The 63-year-old archbishop succeeds Cardinal Franc Rode, the 76-year-old
Vincentian who held the post for almost seven years. The normal
retirement age for curia officials is 75.
Since 1973, prelates ordained for religious orders and for dioceses have
alternated in holding the post of prefect of the congregation
overseeing religious life in the Catholic Church. In the past 100 years,
11 of the 18 prefects did not belong to a religious order.
Archbishop Braz de Aviz was born in Mafra in 1947 and did his initial
seminary studies in Brazil before being sent to Rome, where he earned
degrees from the Pontifical Gregorian University and the Pontifical
Lateran University.
Ordained to the priesthood in 1972 for the Diocese of Apucarana, he
served as a parish priest, as a professor of dogmatic theology in a
seminary and as rector of the seminaries in Apucarana and Londrina.

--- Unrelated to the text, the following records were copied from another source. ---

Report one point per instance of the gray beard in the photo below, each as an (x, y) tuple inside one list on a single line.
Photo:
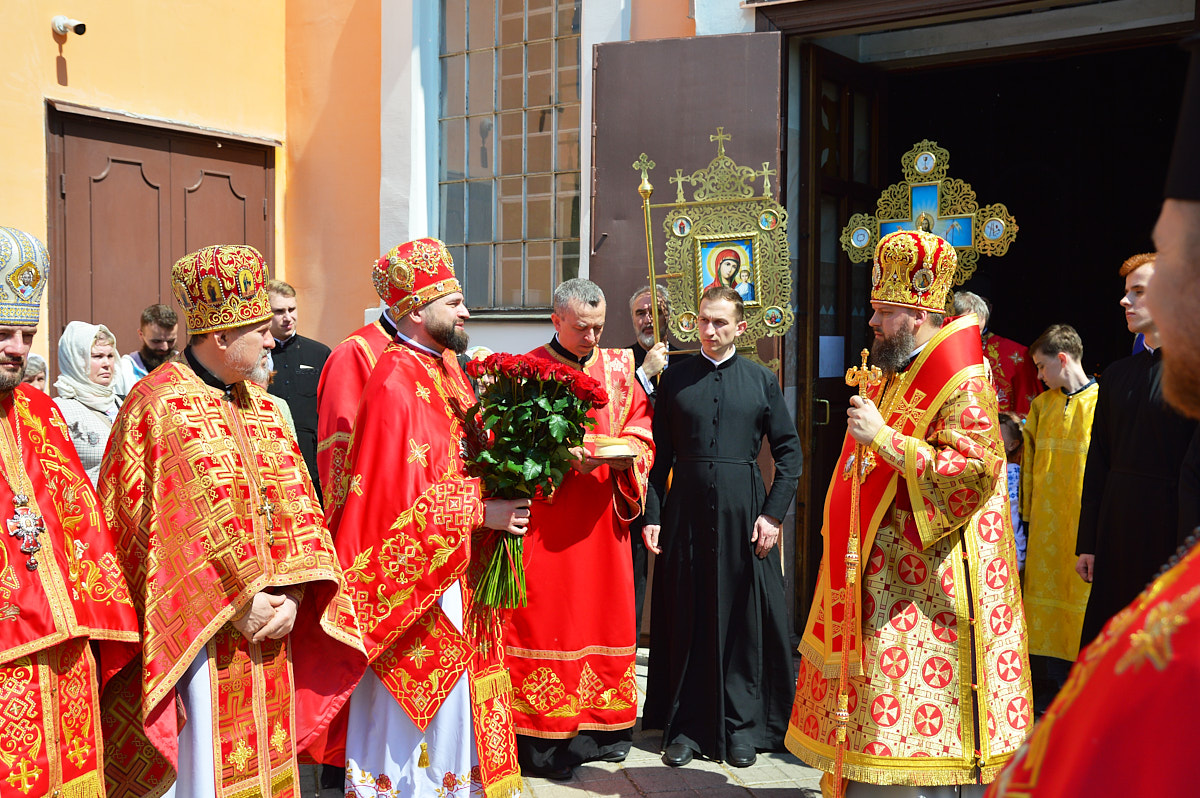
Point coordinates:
[(892, 354)]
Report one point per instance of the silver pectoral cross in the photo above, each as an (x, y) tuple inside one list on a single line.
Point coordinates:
[(25, 525)]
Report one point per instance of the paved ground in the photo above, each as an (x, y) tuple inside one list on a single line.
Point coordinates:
[(774, 775)]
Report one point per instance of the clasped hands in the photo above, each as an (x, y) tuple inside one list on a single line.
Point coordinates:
[(766, 535)]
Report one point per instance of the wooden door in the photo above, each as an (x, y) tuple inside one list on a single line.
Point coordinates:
[(127, 201), (841, 127)]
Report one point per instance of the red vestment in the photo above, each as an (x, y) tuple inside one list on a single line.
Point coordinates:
[(1013, 373), (49, 707), (186, 484), (342, 381), (1121, 721), (571, 651), (405, 537)]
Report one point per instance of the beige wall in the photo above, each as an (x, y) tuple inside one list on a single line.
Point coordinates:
[(660, 19), (331, 210), (215, 64)]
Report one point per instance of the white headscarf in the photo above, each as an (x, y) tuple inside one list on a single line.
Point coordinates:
[(75, 366)]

In 1994, he was named auxiliary bishop of Vitoria. Four years later, he
became bishop of Ponta Grossa. In 2002, he was named archbishop of
Maringa and in 2004 was named archbishop of Brasilia.
Cardinal Rode's tenure at the congregation has been marked by strong
support for religious congregations -- especially new communities --
that emphasize what many consider to be a very traditional style of
religious life and by criticism of orders seen as having gone too far in
adapting to modern life since the Second Vatican Council.
The Slovenian cardinal has blamed much of the drop in numbers of
consecrated men and women on the secularization of society and of
religious orders themselves.
"The secularized culture has penetrated into the minds and hearts of
some consecrated persons and some communities, where it is seen as an
opening to modernity and a way of approaching the contemporary world,"
he said in a speech in Naples, Italy, last February.
In January 2009, Cardinal Rode ordered an apostolic visitation of women's orders in the United States.
Cardinal Rode said the visitation was designed "to encourage vocations
and assure a better future for women religious" in the United States by
responding to concerns involving "some irregularities or omissions in
American religious life. Most of all, you could say, it involves a
certain secular mentality that has spread in these religious families
and, perhaps, also a certain 'feminist' spirit."